In a recent ruling, the Tenth Circuit Court of Appeals affirmed a district court’s order granting summary judgment in which the district court held that an employee may be exempt from overtime under Colorado’s motor carrier exemption even when the employee does not actually travel out of state. Combs v. Jaguar Energy Services, LLC, No. 16-1250 (March 31, 2017).
Michael Combs, a member of a three to five person crew responsible for transporting supplies to assigned work sites, filed suit against his employer, Jaguar Energy Services, LLC, alleging violations of the overtime hour provision under Colorado Minimum Wage Order Number 33. Combs worked out of Jaguar’s Colorado office, which sent approximately 15 percent of its crews to out-of-state work sites, but Combs never traveled outside of Colorado in connection with his employment. Colorado’s Minimum Wage Order require overtime payments to employees in specified industries, and Combs argued no relevant exemption applied to his employment. Jaguar argued, however, that Combs fell within Colorado Minimum Wage Order Number 33’s exemption for “interstate drivers, driver helpers, loaders or mechanics of motor carriers.”
The District Court’s Analysis
The district court granted Jaguar’s motion for summary judgment based on its application of the “last antecedent canon,” noting that the word “interstate” in the Colorado Minimum Wage Order’s motor carrier exemption immediately precedes only the term “drivers,” and determined that the interstate limitation did not apply to driver helpers, loaders, or mechanics of motor carriers. The district court held that, as a driver helper and loader of a motor carrier, Combs was exempt from overtime requirements under Colorado law irrespective of whether he traveled across state lines as part of his job.
In addition to its consideration of the last antecedent cannon, the district court also applied the rationale applied by other courts construing the federal Motor Carrier Act (MCA) exemption to the federal Fair Labor Standards Act (FLSA) to interpret the Colorado Minimum Wage Order’s reference to “interstate” to apply to Combs. The district court reasoned that other courts considering the MCA exemption have applied that exemption to employees engaged in activities affecting interstate commerce, regardless of whether the employees actually traveled interstate or whether interstate travel made up a significant portion of the employer’s business. Because Combs, as a driver helper and loader, engaged in activities affecting interstate commerce, the district court determined Combs was exempt under Colorado law.

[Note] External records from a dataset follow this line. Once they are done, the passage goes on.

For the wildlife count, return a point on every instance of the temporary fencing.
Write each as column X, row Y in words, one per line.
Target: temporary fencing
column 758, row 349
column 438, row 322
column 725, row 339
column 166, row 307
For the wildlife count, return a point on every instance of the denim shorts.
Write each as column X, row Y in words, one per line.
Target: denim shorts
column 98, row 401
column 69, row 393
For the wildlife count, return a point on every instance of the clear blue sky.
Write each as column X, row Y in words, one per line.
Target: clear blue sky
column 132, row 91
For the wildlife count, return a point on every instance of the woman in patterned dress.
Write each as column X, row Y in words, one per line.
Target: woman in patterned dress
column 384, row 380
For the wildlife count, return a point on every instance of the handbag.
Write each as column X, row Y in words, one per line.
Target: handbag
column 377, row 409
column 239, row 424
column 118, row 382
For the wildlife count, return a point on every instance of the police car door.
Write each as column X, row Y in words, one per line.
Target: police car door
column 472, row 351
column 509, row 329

The Tenth Circuit’s Decision
Though the Tenth Circuit disagreed with the district court’s application of the last antecedent canon, it observed that no case law supported Combs’s reading of the Colorado Minimum Wage Order in which the term “interstate” modified “driver helpers, loaders or mechanics.” The Tenth Circuit then considered the district court’s alternative rationale that Combs’s job duties were “interstate” by applying an expansive understanding of interstate activity used in connection with the MCA exemption. Under this alternative rationale, the Tenth Circuit observed that its precedent supported both the general point that judicial constructions of the MCA exemption properly inform the interpretation of analogous exemptions under the Colorado Minimum Wage Order and that the interstate activity required by the applicable exemption under the FLSA and the Colorado Minimum Wage Order need not constitute a major portion of the job. The Tenth Circuit observed that, in other cases, it had concluded that the Colorado Minimum Wage Order’s exemption for interstate drivers should be read in harmony with the meaning of interstate commerce under the MCA exemption to the FLSA.
Based on its consideration of the MCA exemption to the FLSA, the Tenth Circuit determined that Combs, as a driver helper or loader, was exempt from overtime under the Colorado Minimum Wage Order. The Tenth Circuit further observed that it was irrelevant whether interstate shipments constituted a major portion of Combs’s workload because even a minimal number of loads in interstate commerce are sufficient to qualify the work as interstate for purposes of the MCA exemption.
Employers with operations involving the “for hire” or private driving of freight in Colorado should find the Jaguar decision reassuring. The Tenth Circuit has clearly aligned the MCA exemption under the Colorado Minimum Wage Orders with the MCA exemption under the FLSA to provide a clear regulatory framework for the exempt status of drivers, loaders and driver’s helpers in that jurisdiction.